QAID # 122 Published
Question / Problem:
How does the page recognition method of form identification work?
Answer / Solution:
There are a few different things that are taken into account when recognizing a page.
First, you must have a sample page for at least the first page of each form type in the batch class. When separating scanned pages into documents, the features on the sample page are compared to the features on a scanned page.

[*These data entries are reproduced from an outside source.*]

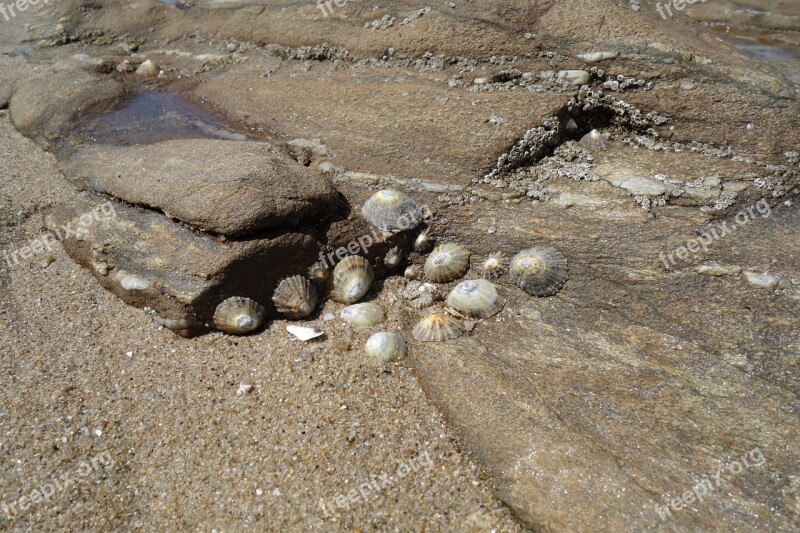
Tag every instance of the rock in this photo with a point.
(599, 392)
(225, 187)
(149, 261)
(43, 107)
(764, 280)
(575, 77)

Next, in the Custom Separation and Form Identification Profiles Dialog Box, select page recognition in the Identification section. Here, you can also set the confidence and difference values used to differentiate the forms. The value that you specify for confidence is the confidence required to conclude that a scanned page matches the sample page. The difference is used to specify how much more confident the forms processing module must be that the best match is better than the next-best match. For example, if I have two form types and my sample page matches Form A with 86% confidence and matches Form B with 75% confidence, then with the default settings, the document will be rejected because it cannot be confidently separated. Both documents would be considered because each has a confidence above the default 70% threshold, but the document will be rejected because the difference in the confidences is 11%, and by default, the confidences must have a difference least 20%.

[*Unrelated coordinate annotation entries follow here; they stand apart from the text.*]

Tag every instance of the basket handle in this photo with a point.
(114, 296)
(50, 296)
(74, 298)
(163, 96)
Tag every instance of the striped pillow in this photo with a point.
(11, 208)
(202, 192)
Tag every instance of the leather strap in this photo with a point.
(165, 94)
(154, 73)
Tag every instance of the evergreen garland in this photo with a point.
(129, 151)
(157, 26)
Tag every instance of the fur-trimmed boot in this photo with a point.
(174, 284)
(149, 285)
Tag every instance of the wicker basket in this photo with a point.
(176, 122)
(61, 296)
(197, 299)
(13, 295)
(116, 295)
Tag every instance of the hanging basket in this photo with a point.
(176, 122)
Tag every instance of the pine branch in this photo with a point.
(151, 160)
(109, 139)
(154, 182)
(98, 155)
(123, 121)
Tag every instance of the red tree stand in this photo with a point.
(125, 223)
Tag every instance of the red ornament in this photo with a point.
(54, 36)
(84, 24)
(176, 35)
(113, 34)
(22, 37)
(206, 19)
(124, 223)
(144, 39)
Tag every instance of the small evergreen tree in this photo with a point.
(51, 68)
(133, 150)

Finally, you can optionally add a form identification zone to the first sample page of each form type. A form identification zone would typically be used if two forms are similar, but have some identifying text. A form identification zone may use any zonal recognition profile. The confidence returned by the recognition engine must be at least equal to the confidence specified for the form identification zone. If a match string is specified, then the returned value must match that string exactly. (Note that you can use a recognition script to modify the returned value and its confidence.) If you specify form identification zones, then the only form types that are considered are those where the page recognition confidence is above the value specified in the Identification section of the Custom Separation and Form Identification Profiles Dialog Box. If the scanned page does not match a form identification zone for a particular form type, then that form type will not be selected, even if the page recognition confidence was high.